Friday, December 01, 2006

 

Things I've heard today

Today has been absolutely insane due to questionable decisions by management, busy-ness, and the ongoing crusade against critical thinking that is our average angry caller. Rather than try to editorialize about how today is exactly the kind of day that drives average people to rape kittens, I thought I'd just give you a sample of the things I've heard today. Ironically, this list is not work safe.

--

I had a lady call to sign up. She'd had an account before, but wouldn't admit it. This may have been due to the significant outstanding charges. She had tons of trouble getting the correct banking information to us; it took four calls, and on the fourth, she was on the line with her bank. The bank's representative confirmed the numbers with me and confirmed that the lady had owned her bank account for many years. This proved to be a problem for her when I pointed out that she'd signed up using the same bank account only two years ago and accrued some charges that she hadn't yet settled.

Later in the day, after capitulating to the fact that she would either have to pay her balance or not have service again, she passed the phone to her daughter to do the quick setup on the computer. At least, it's usually quick, as long as the user is halfway competent. Many aren't. The daughter was a snooty bitch who would constantly and without warning put the phone down and walk away, and protest in the background that "I can't understand his accent!" Note that these folks appeared to be native English speakers and are from the same small town that I'm from.

--

Caller: "So you need money to activate my account again?"
Agent: "Yes, we would need to have some kind of valid payment information."
Caller: "FUCK YOU!! You FUCKING IDIOTS!! FUCK YOU, YOU FUCKING GOOF!!"
Agent: *click*

--

Agent: "Now, this part is tricky. Your mouse has two buttons. One is on the left. One is on the right."

--

Agent: "Stop saying 'OK'. You should only be saying that if you're confirming something. But when you say it, you're not confirming anything. You're just misleading me."

--

And finally, from many calls but merged into one entry, the partial saga of the idiot "computer technician".

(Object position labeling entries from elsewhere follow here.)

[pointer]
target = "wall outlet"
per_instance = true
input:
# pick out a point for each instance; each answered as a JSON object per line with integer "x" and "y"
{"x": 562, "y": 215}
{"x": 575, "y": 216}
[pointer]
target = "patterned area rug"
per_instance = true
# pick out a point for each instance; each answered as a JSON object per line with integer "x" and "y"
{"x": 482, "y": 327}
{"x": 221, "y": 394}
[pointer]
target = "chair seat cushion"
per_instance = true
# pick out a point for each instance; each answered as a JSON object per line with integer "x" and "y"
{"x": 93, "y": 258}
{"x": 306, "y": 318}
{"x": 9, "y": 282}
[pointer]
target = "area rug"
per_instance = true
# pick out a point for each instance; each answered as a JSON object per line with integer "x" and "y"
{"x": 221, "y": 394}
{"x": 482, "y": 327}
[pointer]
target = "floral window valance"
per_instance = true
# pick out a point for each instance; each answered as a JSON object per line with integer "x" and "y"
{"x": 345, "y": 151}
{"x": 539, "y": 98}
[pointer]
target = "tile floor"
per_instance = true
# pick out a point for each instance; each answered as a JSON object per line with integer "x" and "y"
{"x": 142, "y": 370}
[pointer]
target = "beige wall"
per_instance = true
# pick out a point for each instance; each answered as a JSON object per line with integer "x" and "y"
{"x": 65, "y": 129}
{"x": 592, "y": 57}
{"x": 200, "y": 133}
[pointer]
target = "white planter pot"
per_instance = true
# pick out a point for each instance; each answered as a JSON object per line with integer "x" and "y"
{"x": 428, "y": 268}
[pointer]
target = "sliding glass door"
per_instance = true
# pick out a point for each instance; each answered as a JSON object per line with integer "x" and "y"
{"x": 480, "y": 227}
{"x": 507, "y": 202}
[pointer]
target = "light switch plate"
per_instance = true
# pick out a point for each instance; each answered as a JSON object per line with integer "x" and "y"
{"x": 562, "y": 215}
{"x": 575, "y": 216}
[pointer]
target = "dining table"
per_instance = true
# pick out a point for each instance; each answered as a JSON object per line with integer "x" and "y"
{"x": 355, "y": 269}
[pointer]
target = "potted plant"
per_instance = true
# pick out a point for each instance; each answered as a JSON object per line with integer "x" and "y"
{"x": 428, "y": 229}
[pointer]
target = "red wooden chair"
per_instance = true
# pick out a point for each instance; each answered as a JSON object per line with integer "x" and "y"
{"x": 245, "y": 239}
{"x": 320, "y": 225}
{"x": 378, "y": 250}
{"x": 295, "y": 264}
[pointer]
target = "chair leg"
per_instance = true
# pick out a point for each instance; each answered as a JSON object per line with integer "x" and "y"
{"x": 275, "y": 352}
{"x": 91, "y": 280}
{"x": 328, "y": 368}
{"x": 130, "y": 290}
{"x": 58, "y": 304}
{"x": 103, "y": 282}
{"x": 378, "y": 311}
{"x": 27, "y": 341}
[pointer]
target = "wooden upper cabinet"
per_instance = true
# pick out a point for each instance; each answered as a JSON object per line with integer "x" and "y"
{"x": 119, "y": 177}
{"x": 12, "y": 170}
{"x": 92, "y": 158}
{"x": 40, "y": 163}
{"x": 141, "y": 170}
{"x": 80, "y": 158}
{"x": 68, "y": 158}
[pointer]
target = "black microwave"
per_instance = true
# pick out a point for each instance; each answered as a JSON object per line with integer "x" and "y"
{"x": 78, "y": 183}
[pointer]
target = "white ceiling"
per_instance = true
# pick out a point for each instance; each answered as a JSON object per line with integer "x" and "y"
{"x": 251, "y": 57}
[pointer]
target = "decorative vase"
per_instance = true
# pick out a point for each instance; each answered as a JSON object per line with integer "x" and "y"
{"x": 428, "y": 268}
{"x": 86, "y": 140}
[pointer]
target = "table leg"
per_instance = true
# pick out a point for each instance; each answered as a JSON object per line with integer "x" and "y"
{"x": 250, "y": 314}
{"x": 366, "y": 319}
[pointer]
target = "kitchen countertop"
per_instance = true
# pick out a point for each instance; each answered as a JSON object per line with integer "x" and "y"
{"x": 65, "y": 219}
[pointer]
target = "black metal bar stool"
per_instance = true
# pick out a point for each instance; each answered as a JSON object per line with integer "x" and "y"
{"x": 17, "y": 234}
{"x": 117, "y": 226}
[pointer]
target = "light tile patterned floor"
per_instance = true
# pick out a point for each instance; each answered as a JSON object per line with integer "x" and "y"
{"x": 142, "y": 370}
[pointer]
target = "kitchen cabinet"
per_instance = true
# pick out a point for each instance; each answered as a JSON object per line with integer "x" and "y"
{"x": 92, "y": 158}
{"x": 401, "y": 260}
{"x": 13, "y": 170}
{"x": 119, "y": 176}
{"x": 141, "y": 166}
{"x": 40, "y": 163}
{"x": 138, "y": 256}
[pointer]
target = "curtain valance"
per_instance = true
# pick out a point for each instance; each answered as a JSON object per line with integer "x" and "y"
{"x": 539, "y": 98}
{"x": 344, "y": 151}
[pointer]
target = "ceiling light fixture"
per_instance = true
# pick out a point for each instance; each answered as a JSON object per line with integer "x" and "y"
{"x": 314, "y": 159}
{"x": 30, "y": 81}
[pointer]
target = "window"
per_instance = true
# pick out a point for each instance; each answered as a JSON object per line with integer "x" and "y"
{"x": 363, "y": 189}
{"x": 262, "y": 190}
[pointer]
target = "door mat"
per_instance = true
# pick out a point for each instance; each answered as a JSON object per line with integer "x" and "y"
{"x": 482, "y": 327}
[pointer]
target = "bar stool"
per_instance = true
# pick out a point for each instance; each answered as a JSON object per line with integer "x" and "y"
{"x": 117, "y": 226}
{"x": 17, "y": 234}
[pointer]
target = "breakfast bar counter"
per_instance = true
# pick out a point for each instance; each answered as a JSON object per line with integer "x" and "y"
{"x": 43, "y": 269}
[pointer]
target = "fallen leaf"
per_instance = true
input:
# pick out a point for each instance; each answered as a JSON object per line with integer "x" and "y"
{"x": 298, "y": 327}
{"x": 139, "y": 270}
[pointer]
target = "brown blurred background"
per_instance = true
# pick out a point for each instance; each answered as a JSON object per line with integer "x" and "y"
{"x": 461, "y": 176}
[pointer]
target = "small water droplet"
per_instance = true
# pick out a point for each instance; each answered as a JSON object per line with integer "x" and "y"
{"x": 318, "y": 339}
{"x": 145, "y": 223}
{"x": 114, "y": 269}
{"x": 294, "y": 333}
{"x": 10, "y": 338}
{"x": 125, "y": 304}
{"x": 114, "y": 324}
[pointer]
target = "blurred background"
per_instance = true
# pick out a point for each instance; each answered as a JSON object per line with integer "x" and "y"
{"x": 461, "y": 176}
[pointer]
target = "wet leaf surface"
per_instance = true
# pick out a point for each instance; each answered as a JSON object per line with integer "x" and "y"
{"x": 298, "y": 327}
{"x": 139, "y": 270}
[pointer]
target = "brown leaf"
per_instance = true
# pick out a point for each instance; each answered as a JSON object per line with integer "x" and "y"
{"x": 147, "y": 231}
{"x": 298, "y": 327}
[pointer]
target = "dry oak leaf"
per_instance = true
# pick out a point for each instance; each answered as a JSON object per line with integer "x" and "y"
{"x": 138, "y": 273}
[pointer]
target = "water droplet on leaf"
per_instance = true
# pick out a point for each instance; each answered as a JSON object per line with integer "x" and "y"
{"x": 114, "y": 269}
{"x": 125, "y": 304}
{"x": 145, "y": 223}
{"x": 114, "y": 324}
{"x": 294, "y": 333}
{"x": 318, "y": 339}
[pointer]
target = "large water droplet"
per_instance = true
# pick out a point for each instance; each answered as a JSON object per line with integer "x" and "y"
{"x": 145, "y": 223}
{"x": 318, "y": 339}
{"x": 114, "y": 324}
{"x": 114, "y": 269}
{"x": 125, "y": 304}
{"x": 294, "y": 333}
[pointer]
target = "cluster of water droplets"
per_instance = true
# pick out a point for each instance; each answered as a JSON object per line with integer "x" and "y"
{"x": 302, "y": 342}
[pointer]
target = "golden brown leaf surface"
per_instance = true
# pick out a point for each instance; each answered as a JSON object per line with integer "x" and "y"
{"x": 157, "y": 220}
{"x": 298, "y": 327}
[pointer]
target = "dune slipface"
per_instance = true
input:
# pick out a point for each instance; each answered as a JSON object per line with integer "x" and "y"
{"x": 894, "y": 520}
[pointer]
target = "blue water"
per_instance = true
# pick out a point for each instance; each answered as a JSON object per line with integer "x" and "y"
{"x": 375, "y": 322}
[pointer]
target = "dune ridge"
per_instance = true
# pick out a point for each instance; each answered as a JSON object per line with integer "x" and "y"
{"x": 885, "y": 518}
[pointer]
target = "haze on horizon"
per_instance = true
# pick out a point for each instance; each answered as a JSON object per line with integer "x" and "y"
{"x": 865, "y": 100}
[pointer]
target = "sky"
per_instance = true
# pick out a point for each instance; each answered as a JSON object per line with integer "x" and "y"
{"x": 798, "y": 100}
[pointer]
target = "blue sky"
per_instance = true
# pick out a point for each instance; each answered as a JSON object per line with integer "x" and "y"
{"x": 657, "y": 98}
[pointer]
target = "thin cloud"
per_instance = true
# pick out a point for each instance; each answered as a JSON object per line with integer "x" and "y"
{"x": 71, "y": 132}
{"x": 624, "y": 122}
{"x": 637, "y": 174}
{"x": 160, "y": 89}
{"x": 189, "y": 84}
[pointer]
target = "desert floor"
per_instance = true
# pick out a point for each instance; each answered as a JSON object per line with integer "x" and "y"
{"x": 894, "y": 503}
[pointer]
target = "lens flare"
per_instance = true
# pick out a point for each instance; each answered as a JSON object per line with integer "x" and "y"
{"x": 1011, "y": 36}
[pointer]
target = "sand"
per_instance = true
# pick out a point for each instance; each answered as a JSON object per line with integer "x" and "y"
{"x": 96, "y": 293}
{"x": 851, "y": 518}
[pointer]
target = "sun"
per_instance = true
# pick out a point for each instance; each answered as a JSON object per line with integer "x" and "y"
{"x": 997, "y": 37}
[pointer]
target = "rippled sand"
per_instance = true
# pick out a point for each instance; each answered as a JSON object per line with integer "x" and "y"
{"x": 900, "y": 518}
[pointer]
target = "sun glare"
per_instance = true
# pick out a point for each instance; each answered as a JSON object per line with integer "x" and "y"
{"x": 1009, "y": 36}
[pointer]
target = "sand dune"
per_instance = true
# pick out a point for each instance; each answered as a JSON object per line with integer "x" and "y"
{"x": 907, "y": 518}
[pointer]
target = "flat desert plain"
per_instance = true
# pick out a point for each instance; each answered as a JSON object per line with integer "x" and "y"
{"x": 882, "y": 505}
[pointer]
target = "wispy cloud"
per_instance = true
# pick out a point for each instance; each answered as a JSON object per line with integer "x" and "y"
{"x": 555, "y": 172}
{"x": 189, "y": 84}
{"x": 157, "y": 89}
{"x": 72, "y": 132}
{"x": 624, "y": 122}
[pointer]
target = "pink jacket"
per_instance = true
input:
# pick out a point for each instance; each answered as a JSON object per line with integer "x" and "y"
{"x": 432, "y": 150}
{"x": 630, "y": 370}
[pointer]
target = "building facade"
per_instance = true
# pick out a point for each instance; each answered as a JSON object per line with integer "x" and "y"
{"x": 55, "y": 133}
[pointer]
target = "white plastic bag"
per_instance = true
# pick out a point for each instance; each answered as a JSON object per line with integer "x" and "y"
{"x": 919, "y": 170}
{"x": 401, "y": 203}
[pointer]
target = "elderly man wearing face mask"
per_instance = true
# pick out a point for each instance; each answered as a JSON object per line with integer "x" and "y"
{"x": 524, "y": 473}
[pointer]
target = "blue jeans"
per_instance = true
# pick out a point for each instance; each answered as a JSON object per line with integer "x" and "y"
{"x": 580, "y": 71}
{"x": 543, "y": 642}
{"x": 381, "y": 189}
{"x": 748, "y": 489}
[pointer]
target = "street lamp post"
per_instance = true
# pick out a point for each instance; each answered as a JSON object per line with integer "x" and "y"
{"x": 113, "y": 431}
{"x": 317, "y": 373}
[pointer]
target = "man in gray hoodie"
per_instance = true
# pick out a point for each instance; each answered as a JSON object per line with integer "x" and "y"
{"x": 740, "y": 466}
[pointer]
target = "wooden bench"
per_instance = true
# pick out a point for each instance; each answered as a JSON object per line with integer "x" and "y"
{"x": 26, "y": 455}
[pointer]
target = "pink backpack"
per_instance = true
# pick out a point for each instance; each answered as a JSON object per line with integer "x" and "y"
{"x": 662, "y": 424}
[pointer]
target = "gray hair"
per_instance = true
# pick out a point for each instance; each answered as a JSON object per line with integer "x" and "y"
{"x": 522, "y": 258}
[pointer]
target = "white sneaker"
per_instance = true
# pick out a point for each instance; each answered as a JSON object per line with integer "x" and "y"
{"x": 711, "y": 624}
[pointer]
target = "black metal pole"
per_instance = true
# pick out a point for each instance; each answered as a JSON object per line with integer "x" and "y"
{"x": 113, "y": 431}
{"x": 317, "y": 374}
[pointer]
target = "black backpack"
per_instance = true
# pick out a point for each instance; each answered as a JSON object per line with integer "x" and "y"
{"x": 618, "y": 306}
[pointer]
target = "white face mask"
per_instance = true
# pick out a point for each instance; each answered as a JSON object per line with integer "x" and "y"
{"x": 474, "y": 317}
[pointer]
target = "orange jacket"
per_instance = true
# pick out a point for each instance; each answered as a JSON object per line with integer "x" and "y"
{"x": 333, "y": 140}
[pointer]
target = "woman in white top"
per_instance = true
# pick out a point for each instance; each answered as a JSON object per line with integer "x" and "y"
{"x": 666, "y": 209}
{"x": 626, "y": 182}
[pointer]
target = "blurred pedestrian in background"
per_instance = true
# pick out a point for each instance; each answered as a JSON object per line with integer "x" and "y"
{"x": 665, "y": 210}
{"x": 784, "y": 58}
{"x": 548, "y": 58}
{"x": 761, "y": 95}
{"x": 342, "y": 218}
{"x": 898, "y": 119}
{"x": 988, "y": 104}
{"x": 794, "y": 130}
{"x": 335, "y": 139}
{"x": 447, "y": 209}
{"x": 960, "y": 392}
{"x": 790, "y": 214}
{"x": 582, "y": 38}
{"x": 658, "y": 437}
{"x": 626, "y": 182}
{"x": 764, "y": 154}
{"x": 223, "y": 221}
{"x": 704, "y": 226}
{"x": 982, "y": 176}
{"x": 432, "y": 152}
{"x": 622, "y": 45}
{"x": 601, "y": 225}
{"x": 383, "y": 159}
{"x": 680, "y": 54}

Agent: "So you're the computer tech?"
Caller: "Yes."
Agent: "OK, so first of all, we're going to delete those extra icons from the desktop."
Caller: "How do I do that?"
Agent: "... (is he serious?) Right click on each one, then choose delete."
Caller: "It's not working."
Agent: "OK, you know what, forget it..."

later

Agent: "Now, in this box, type in a plus sign."
Caller: "OK."
Agent: "Now a capital M, as in Mary."
Caller: "OK."
Agent: "Now a capital S, as in Steven."
Caller: "F."
Agent: "No, that needs to be S, as in Steven."
Caller: "F."
Agent: "No, sir."
Caller: "Ohhhh! S as in Steven!"

later

Agent: "OK, so after that question, you will see a button that says OK, or if there's more than one choice, you will be prompted to choose one of them. What do you see?"
Caller: "Nothing."
Agent: "It is not the case that you will see nothing. You just read to me the question. After the question, you will see something. What does it say?"
Caller: "I told you, my friend, there's nothing."
Agent: "Please read to me everything on your screen."
Caller: "There's nothing. I've closed everything."
Agent: "Why did you do that?"
Caller: "Because I saw nothing."
Agent: "If you do that again, then we might as well end this call, because you're not helping your customer at all. Now... let's start again."

later

Agent: "What is the error message that you're seeing?"
Caller: "There isn't one."
Agent: "If you're trying to connect to us, and it's not working, then the computer will give you an error message."
Caller: "It doesn't."
Agent: "Fine, click on the icon to connect, and hit dial."
Caller: "OK."
Agent: "Now we've just heard the computer pick up on the line... now it's hung up. Now what does it say?"
Caller: "It says error 680, there is no dial tone."
Agent: "That is an example of an error message. We need to get the correct error, which is whatever it was giving you before you called us."
Caller: "It says error 680."
Agent: "Yes. I know. That's because we're on the phone. We need the error message from before."
Caller: "How do I get that?"
Agent: "Hang up the phone. Hit dial again."
Caller: "OK."

later

Agent: "Alright, now we're finished, and I'll need to talk to the account holder again."
Caller: "OK."
Agent: "Ms. Smith, how much are you paying your... tech?"
Caller: "$80."
Agent: "You're getting horribly ripped off. Never hire him again."